»500 Pfund im Jahr und ein eigenes Zimmer«, forderte Virginia Woolf zur Freiheit und Selbstverwirklichung für jede Frau. Zugleich beschränkt die neuzeitliche Trennung von Privatem und Öffentlichem die Frauen meist auf die häusliche Sphäre.Seit Ende des 19. Jahrhunderts etabliert sich in der Kunst ein wundersamer bildlicher Ausdruck dieses Spannungsfeldes zwischen Geborgenheit und Einsamkeit, Autonomie und Einschluss: Frauen werden in bürgerlichen Innenräumen vor Mustern inszeniert.
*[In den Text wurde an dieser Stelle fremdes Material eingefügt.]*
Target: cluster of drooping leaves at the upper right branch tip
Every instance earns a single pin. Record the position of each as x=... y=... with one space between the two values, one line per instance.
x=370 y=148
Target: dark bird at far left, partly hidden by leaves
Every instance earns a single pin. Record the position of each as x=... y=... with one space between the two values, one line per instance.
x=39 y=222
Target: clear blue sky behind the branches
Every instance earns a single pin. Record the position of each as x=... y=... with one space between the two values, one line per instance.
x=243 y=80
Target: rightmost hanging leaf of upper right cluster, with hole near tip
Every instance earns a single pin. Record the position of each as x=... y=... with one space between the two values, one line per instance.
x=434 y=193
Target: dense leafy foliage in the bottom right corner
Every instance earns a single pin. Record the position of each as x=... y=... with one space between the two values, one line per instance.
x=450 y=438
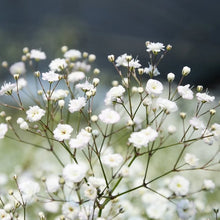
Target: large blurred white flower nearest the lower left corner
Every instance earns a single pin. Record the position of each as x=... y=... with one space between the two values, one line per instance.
x=28 y=189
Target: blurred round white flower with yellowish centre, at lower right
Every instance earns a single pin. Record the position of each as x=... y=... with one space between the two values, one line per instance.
x=179 y=185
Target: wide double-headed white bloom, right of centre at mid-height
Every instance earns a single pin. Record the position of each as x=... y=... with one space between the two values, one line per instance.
x=142 y=138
Sie sitzen oder liegen dabei vor gereihten Ornamenten, die auf Tapeten, Vorhänge oder Stoffe appliziert sind.In ihrem fein gesponnenen, reich bebilderten Essay, der subjektive Faszination und kulturgeschichtliche Rekonstruktion verknüpft, geht Anke te Heesen diesen eigentümlich betörenden Bilderwelten nach, in denen oft genug nicht klar ist, ob Frauen sich den Raum aneignen oder selbst zum Interieur werden.Bilder und Text verweben sich zu einer einzigartigen Betrachtung von Blicken auf das weibliche Selbst im Raum und schaffen so eine außergewöhnliche Annäherung an die Bedingungen weiblicher Lebensformen.
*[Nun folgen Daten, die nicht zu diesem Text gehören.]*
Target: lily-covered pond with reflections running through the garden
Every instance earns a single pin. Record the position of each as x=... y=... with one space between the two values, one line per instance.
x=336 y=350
Perlentaucher-Notiz zur F.A.Z.-Rezension
Allein beim Lesen von Alexandra Wachs Kritik möchte man all die Bilder anschauen, die in diesem Buch der Wissenschaftshistorikerin Anke te Heesen als Beispiele dienen. Zum Glück gibt es genug Bildmaterial, verrät die Kritikerin, die den Band auch darüber hinaus mit großem Gewinn gelesen hat: Das Sujet "Frauen vor Mustern" ist dabei keineswegs ein kunsthistorisches Nischenthema, erkennt die Rezensentin in diesem erfreulichen ausführlichen Essay. Vielmehr kann ihr die Autorin anhand von Gemälden von Cezanne, Vuillard oder van Gogh zeigen, wie dominant und lang sich das Motiv der "im Textilen weggeschlossenen Frau" hielt. Künstlerinnen wie die Autodidaktin Suzanne Valadon, die Fotografinnen Francesca Woodman und Bettina Rheims, aber auch Elfriede Jelinek und sogar Madonna griffen es auf, deuteten es emanzipatorisch um oder reflektierten in ihren Arbeiten über die Frage, ob die vor gemusterten Interieurs drapierten Frauen sich den Raum aneignen oder doch eher unsichtbar erscheinen. Dass in Heesen "vortrefflich ausfransendem Diskussionsteppich" auch der Mann vor Mustern in einem Exkurs bedacht wird, verbucht Wach als zusätzlichen Gewinn.